Jay Ward and Bill Scott, the creators of Bullwinkle the Moose, George
of the Jungle, and Dudley Do-Right, among many others, had several cartoon
programs, but only created one live action show: Fractured Flickers.
This weekly half hour parody of silent movies aired in 1963 and only lasted
one season of 26 episodes. But it is still mentioned in silent film
circles, often fondly and sometimes with disdain, but the show certainly
made an impression. Now VCI has gathered the complete series and
released them on a three DVD set.
Fractured Flickers was the Mystery Science Theater 3000 of
the sixties. Like Woody Allen would do a few years later in What's
Up Tiger Lily?, the idea was to take old silent movies (licenced from
the controversial Raymond Rohauer) reedit them, and then add voices and
sound effects to turn the work into a new comic skit.

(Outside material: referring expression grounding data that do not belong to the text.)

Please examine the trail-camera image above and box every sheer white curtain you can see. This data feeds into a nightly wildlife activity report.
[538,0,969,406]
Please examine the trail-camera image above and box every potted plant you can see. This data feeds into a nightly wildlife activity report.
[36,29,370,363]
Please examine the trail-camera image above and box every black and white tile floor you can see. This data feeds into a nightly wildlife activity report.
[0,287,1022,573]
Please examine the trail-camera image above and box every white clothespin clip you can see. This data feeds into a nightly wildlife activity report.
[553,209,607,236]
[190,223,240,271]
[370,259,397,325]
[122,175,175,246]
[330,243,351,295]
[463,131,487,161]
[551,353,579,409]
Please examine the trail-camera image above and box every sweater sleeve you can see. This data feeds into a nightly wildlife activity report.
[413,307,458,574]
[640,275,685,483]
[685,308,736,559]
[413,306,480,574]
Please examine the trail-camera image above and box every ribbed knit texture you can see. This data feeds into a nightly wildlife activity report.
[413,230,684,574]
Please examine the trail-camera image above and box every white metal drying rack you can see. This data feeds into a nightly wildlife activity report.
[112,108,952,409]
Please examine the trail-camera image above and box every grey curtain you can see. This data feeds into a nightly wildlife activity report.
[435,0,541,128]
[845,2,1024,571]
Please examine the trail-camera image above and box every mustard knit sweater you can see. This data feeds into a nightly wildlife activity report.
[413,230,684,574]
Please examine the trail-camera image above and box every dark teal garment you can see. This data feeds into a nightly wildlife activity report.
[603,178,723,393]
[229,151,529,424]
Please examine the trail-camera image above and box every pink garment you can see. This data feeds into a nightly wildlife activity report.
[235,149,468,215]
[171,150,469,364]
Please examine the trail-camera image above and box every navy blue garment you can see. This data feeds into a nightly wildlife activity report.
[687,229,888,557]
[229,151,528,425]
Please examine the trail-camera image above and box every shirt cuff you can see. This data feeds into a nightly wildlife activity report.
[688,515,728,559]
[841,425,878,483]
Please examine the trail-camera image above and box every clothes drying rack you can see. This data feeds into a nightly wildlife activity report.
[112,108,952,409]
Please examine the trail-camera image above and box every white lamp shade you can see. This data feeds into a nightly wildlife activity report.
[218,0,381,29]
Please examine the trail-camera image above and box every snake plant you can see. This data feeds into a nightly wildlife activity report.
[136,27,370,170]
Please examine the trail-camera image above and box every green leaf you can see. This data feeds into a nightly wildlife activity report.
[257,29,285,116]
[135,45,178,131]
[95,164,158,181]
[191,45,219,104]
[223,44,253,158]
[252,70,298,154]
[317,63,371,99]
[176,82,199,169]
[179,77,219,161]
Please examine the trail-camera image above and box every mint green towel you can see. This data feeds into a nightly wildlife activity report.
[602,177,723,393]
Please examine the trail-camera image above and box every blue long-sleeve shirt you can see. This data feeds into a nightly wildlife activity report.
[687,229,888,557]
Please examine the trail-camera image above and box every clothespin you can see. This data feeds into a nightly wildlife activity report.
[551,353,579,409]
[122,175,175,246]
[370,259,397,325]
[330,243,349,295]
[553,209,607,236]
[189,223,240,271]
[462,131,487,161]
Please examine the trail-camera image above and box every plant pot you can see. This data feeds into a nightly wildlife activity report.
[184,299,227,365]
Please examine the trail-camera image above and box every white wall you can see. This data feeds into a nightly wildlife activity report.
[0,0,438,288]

The result
was always outrageous and often hilarious. Douglas Fairbank's Mark
of Zorro became The Barber of Stanwick, with Fairbanks playing
Zeke the barber who would carve his initial in all of his costumers.
"The only place in the world where you can get your hair cut and face disfigured
at the same time." Valentino's Blood and Sand was changed
to Death of a Traveling Salesman. In probably the most uproarious
fracture that they ever came up with, The Hunchback of Notre Dame
turns into Dinky Dunstan, Boy Cheerleader.

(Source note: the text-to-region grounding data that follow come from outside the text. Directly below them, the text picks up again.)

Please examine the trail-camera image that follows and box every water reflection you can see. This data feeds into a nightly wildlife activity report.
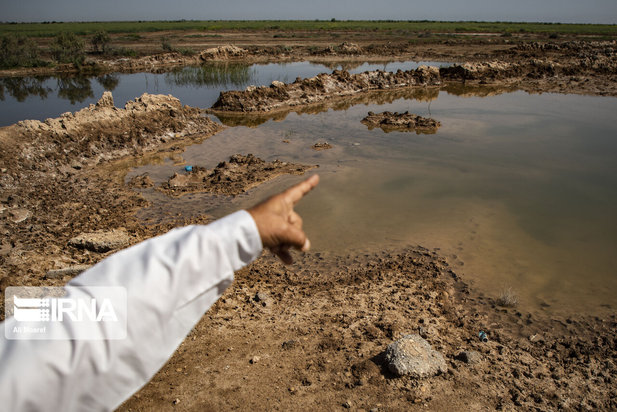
[56,76,94,104]
[96,73,120,91]
[0,74,122,105]
[0,77,51,102]
[210,87,441,127]
[164,63,256,88]
[1,60,453,126]
[442,83,519,98]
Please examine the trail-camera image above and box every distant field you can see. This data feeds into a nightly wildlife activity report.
[1,20,616,37]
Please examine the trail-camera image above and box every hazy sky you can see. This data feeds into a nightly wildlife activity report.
[2,0,616,24]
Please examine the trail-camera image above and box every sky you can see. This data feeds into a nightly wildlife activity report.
[1,0,616,24]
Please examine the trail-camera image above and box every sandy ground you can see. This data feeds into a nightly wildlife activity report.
[1,32,617,411]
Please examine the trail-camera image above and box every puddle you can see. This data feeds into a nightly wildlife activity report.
[130,88,617,317]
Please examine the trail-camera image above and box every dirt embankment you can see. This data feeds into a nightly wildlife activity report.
[158,154,315,197]
[206,40,617,121]
[120,248,617,411]
[213,86,441,128]
[440,40,617,95]
[208,66,440,115]
[362,111,441,134]
[0,91,223,296]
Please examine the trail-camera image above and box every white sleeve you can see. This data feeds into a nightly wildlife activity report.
[0,210,262,412]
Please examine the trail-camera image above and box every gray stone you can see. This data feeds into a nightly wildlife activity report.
[384,334,447,378]
[8,208,31,224]
[46,265,92,279]
[69,229,130,252]
[455,350,482,364]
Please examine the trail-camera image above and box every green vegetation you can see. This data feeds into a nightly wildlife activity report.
[0,34,46,68]
[0,20,615,37]
[51,32,85,65]
[164,63,255,87]
[91,30,110,53]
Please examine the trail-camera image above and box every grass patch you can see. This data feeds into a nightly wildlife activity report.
[0,20,615,37]
[496,287,519,308]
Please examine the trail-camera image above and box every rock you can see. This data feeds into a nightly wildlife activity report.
[271,80,285,88]
[254,291,272,307]
[68,229,130,252]
[96,91,114,108]
[312,142,332,151]
[281,340,297,350]
[343,400,352,408]
[46,265,92,279]
[384,334,447,378]
[249,356,261,364]
[8,208,31,224]
[455,350,482,364]
[254,291,269,302]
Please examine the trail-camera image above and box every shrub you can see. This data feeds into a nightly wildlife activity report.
[91,30,111,54]
[496,287,518,307]
[0,34,44,68]
[51,32,85,65]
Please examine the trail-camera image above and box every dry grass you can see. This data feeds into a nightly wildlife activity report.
[496,286,518,307]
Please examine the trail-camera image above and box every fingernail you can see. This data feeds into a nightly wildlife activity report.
[302,238,311,252]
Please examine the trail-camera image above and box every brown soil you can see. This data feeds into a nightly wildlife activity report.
[0,91,223,303]
[1,32,617,411]
[158,154,315,197]
[119,249,617,411]
[361,111,441,134]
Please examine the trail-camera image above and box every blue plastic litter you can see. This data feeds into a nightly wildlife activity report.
[184,165,193,172]
[478,331,488,342]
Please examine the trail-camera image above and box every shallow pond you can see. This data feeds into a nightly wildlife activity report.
[0,60,446,126]
[3,61,617,317]
[132,87,617,317]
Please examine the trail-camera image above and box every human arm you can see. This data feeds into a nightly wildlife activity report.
[0,174,319,411]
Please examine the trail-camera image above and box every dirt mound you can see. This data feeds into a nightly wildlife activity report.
[199,45,248,61]
[2,91,221,173]
[100,52,200,73]
[338,42,362,55]
[212,87,440,128]
[120,248,617,411]
[441,41,617,87]
[209,66,440,114]
[0,92,224,295]
[159,154,316,197]
[361,111,441,134]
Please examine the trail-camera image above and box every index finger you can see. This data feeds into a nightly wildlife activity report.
[284,174,320,205]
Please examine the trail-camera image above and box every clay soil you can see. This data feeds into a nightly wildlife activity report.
[1,31,617,411]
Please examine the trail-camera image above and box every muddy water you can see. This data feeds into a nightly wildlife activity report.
[130,89,617,317]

The program was hosted and dubbed by Jay Ward players from his previous
series. Hans Conried was the host in addition to doing some of the
voices, and he was joined in the dubbing studio by Bill Scott, Paul Frees
and June Foray, all voices that you'd recognize from other Jay Ward Productions.
Conried was the prefect person to act as host of the wacky show. He
looked dignified, but his demeanor and attitude lets the audience know
that nothing should be taken seriously. In the opening show he invites
viewer to take a trip "down memory lane, with axe and crowbar." And
that's what the show did each week.
The typical show consisted of a major movie being 'fractured' a couple
of shorts, and an interview with a star. All crammed into half an
hour. As you would expect from the creators of Rocky and Bullwinkle
and George of the Jungle, there are a lot of jokes wedged into
each show. The show would open with a different one liner, ("Tonight's
program is brought to you by the makers of...mistakes.") and after the
credits Hans would appear for one last zinger. ("The biggest waste of time
since the Bullwinkle show.") In between, it was constant mayhem.
Even the short interviews were comic gems. While most comedy shows
would have an interview segment in an attempt to raise the level of the
show and add a touch of class, Ward and Scott did the opposite. They
often used the guests to make fun of the show. When Fabian was on,
Hans explained that the concept of the show was to reedit silent movies
and add amusing dialog to which the teen star asked "Why?" The show
never took itself seriously either. Gypsy Rose Lee was interviewed
as an "expert in pantomime" since she could hold an audience's attention
without saying a word.
Some people don't like the show because they take serious and artistic
films and use them to create crass humor. While I can see these critic's
point I don't agree with it. As a fan of silent movies I don't think
that adding humorous dialog to a film lessens the quality of the original
to any degree, and may even spur someone to search out the original.
The only qualm I have with the show, is I feel the quality of the production
went down after the first dozen or so shows. While the program was
still funny, I didn't think there were as many belly laughs as the program
progressed. Whether this was due to running out of ideas, a tighter
production schedule, or the fact that they had already spoofed the best
material is anyone's guess. The latter half of the show was still
funny, just not as uproariously so as it started out. In any case
it's still fun to see how many movies, shorts, and stars you can identify.
The entire 26 episode series comes on three DVDs which are housed in
a double width Amaray case. There is an insert listing the episodes
(by guest interview) and a text piece on Jay Ward and Bill Scott which
ironically doesn't mention Fractured Flickers at all.
The mono audio track is sufficient, though it's not outstanding.
The dialog and sound effects are clear and easy to hear though the audio
is very flat, as you'd expect from a 60's TV show. There is a little
bit of hiss, and some distortion in a couple of places, but this shouldn't
stop anyone from purchasing the set.
The black and white image looks pretty good taking into consideration
the age of the show. The host segments have a good amount of detail,
but there isn't a lot of contrast. Host Hans Conried's black jacket
shows no texture and often seems to merge into the background creating
a 'floating head' effect. The old silent movies vary quite a bit,
with most of them being scratchy and faded but still watchable. This
is about as good as this show is ever going to look.
The only extras are text biographies.
I found myself laughing a lot while watching this show. It is
wonderfully irreverent, and should appeal to fans of Mystery Science
Theater, Kung Pow, and other such titles. It is great to have
the entire collection in one set. Highly Recommended.